Schulman charged that sending law enforcement officers to pressure her into signing an agreement was heavy handed. "Why not simply mail it, courier it, send it Federal Express or deliver it by any other normal means by which one delivers a demand letter? Why send two federal law enforcement agents?" he asked. He also said that officials from the Inpsector General's Office told him they'd be having a "no kidding get together with the DOJ," implying to him that they would push criminal charges if his client didn't cooperate.

In discussing the chain of events with Kel McClanahan, a D.C. attorney who has represented several agency whistleblowers, McClanahan said the case smacked of intimidation.

"This type of intimidation technique is all too common when an agency wants something from you that it is not entirely confident it can get without your cooperation, and more often than not people who don't know any better fall for it," he told The Cable. "Regardless of what you may think of Fedenisn's motives, she worked for these guys for years and she knows their playbook ... I would have been shocked if she did anything except promptly hire a lawyer and call their bluff."

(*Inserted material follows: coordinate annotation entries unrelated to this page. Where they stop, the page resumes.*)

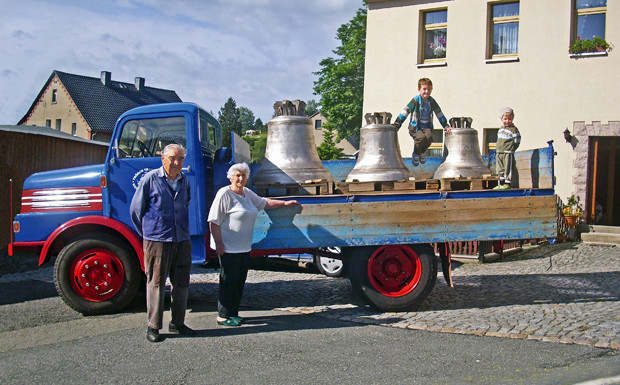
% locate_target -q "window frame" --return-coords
[486,0,521,60]
[418,7,448,65]
[569,0,607,44]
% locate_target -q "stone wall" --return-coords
[571,121,620,209]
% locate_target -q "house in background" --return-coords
[310,111,357,156]
[363,0,620,225]
[18,71,181,142]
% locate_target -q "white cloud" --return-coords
[0,0,363,124]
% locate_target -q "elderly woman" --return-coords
[208,163,299,326]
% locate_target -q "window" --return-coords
[118,116,185,158]
[571,0,607,41]
[488,2,519,57]
[482,128,499,155]
[423,9,448,63]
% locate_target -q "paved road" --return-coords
[0,244,620,384]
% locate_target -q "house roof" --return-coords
[0,125,110,147]
[20,70,181,132]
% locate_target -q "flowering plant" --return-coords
[562,194,583,217]
[426,37,446,58]
[568,36,614,54]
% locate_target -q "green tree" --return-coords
[306,99,319,117]
[239,107,255,132]
[316,122,343,160]
[217,97,243,147]
[314,1,366,140]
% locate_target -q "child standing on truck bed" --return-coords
[394,78,452,166]
[493,107,521,190]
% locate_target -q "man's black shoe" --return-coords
[146,327,162,342]
[168,322,196,336]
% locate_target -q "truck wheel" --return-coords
[314,247,346,277]
[54,233,142,315]
[349,244,437,311]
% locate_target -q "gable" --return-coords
[20,71,181,133]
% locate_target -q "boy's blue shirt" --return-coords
[395,94,449,135]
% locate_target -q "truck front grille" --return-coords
[21,187,102,213]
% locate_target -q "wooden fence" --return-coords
[0,126,108,249]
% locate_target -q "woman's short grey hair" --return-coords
[226,162,250,179]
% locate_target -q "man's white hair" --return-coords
[161,143,186,156]
[226,162,250,179]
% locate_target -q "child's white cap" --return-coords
[499,107,515,118]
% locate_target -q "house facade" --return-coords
[363,0,620,225]
[18,71,181,142]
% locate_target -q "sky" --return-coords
[0,0,364,124]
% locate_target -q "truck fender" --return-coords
[39,215,144,271]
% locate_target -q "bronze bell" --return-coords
[347,112,410,182]
[433,117,491,179]
[253,100,334,184]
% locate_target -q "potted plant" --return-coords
[568,36,614,54]
[562,194,583,228]
[426,37,446,59]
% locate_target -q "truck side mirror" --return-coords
[110,139,119,164]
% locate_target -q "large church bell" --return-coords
[433,117,491,179]
[253,100,333,184]
[346,112,410,182]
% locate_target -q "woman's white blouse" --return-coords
[208,186,267,253]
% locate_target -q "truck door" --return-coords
[103,112,201,235]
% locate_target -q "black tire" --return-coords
[348,244,437,311]
[54,233,143,315]
[314,247,347,278]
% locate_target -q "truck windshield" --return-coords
[118,116,186,158]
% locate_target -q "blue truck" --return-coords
[10,103,557,314]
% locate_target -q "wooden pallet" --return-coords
[336,175,498,194]
[336,179,439,194]
[256,179,334,197]
[439,175,499,191]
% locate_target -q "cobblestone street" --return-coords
[191,243,620,349]
[0,243,620,349]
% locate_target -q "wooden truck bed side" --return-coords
[253,190,557,249]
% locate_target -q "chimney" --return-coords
[101,71,112,87]
[135,78,144,92]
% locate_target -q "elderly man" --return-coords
[129,144,196,342]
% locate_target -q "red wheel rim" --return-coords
[71,249,125,302]
[368,246,422,297]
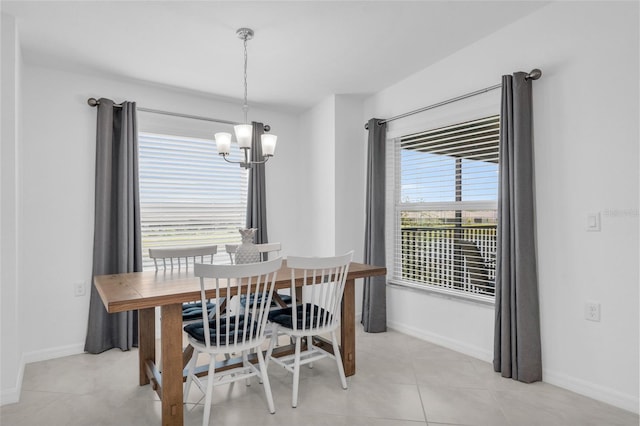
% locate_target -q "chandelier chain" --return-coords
[242,36,249,123]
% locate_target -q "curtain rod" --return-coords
[87,98,271,132]
[364,68,542,130]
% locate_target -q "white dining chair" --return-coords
[225,243,291,310]
[149,245,218,322]
[266,251,353,407]
[184,258,282,426]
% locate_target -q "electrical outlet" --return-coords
[584,302,600,321]
[73,281,87,297]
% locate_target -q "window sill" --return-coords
[387,279,495,307]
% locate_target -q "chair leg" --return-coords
[183,351,198,403]
[264,325,278,374]
[202,356,216,426]
[331,331,347,389]
[257,349,276,414]
[291,337,302,408]
[242,351,251,386]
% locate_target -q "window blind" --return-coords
[138,133,248,269]
[393,115,500,295]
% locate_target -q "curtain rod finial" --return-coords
[527,68,542,80]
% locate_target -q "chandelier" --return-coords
[215,28,278,169]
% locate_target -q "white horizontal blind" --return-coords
[393,116,499,296]
[138,133,248,269]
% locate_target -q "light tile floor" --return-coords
[0,330,639,426]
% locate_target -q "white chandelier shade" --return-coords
[215,28,278,169]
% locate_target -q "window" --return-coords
[138,133,248,269]
[393,116,500,297]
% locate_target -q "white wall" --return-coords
[0,14,23,404]
[298,96,336,256]
[10,64,297,362]
[365,2,639,412]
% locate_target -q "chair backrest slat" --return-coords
[149,245,218,271]
[287,251,353,332]
[194,258,282,352]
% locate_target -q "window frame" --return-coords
[386,115,499,305]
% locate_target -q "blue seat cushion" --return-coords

Update: In an email to The Cable, Doug Welty, Congressional & Public Affairs Officer at the State Department's Office of Inspector General, sends the following message:

Highly sensitive, internal documents that contained personal information and unsubstantiated allegations were improperly removed from OIG custody and subsequently released to unauthorized individuals.

OIG wants to emphasize the sensitive nature of OIG inspection information, particularly when it pertains to individuals and may be incomplete or contain unverified, raw data.

·         OIG did not authorize any such release. As soon as OIG learned that documents were improperly removed and released, OIG took appropriate steps to remediate potential damage.

·         OIG sought to retrieve the documents and information, and put the person who leaked them on notice not to distribute them further, nor distribute additional documents or information, in accordance with the standard "Separation Statement" presented to all employees when leaving Department employ and signed by Ms. Fedenisn in December, 2012.

·         OIG's efforts to retrieve the internal documents and information were done in an effort to protect the sensitive information contained therein and to prevent harm to potential investigations or administrative disciplinary adjudications, as well as harm to private individuals named in the documents, and their due process and privacy rights.